Pour ce qui concerne le dialogue social, nous avons des motifs de nous réjouir mais également des raisons de nous inquiéter. L'article 1er prévoit des mesures facilitant à la fois la conclusion d'un accord en cas d'absence de délégués syndicaux et le recours à la consultation des salariés pour valider un accord. L'article 2 quant à lui vise à fusionner en une seule instance les délégués du personnel, le comité d'entreprise et le CHSCT. Il prévoit également de définir les conditions dans lesquelles cette instance pourra exercer les compétences en matière de négociation. Ces mesures vont dans le bon sens évidemment, mais elles soulèvent des questions fondamentales, auxquelles nos collègues de la commission des affaires sociales ont tenté de répondre en partie en adoptant certains amendements.

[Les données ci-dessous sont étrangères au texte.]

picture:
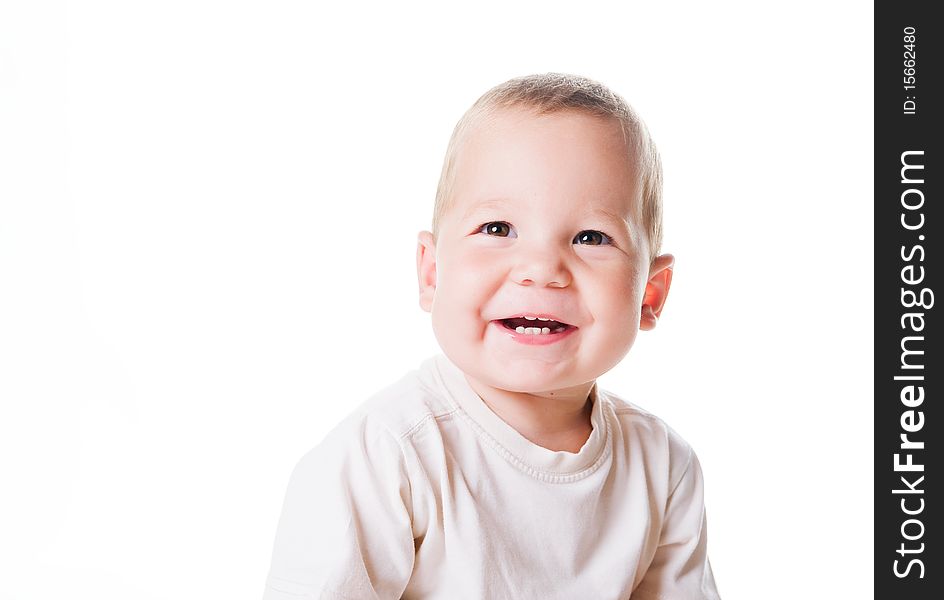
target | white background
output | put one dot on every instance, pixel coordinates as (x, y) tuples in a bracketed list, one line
[(208, 214)]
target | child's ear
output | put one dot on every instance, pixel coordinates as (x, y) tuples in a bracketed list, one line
[(657, 290), (426, 269)]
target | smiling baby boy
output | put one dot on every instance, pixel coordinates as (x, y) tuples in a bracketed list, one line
[(499, 469)]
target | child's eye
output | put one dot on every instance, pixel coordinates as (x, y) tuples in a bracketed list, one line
[(498, 229), (591, 237)]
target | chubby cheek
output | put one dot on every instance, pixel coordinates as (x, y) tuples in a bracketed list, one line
[(616, 304), (464, 285)]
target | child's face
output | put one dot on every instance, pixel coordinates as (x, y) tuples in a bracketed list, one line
[(544, 221)]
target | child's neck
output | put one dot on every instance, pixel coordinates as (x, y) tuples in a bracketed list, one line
[(558, 420)]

Premièrement, il n'est pas clairement mis fin à la règle extrêmement complexe du mandatement qui est aujourd'hui en vigueur en l'absence d'un délégué syndical. La commission des affaires sociales a d'ailleurs adopté un amendement précisant que dans les entreprises de moins de 50 salariés concernées, l'employeur peut conclure des accords directement avec les représentants élus du personnel ou, en leur absence, avec le personnel. La commission a également précisé utilement que le referendum d'entreprise peut être organisé à l'initiative de l'employeur.

Quant à la fusion des instances représentatives en une structure unique, elle soulève plusieurs interrogations dont celle du rôle des syndicats et de leur monopole de négociation, et celle des seuils sociaux.

Le texte du projet de loi ne précise pas la place des délégués syndicaux par rapport à l'instance unique : Pourquoi ne pas aller plus loin dans la réforme en les intégrant clairement ? Pourquoi ne pas pousser plus loin la logique du dialogue direct en mettant explicitement fin au monopole des délégués syndicaux en matière de négociation des accords ? Il est évident que la formulation du texte proposée par le Gouvernement risque de ne jamais aboutir à la révolution attendue, si la capacité à négocier de l'instance unique n'est pas systématique.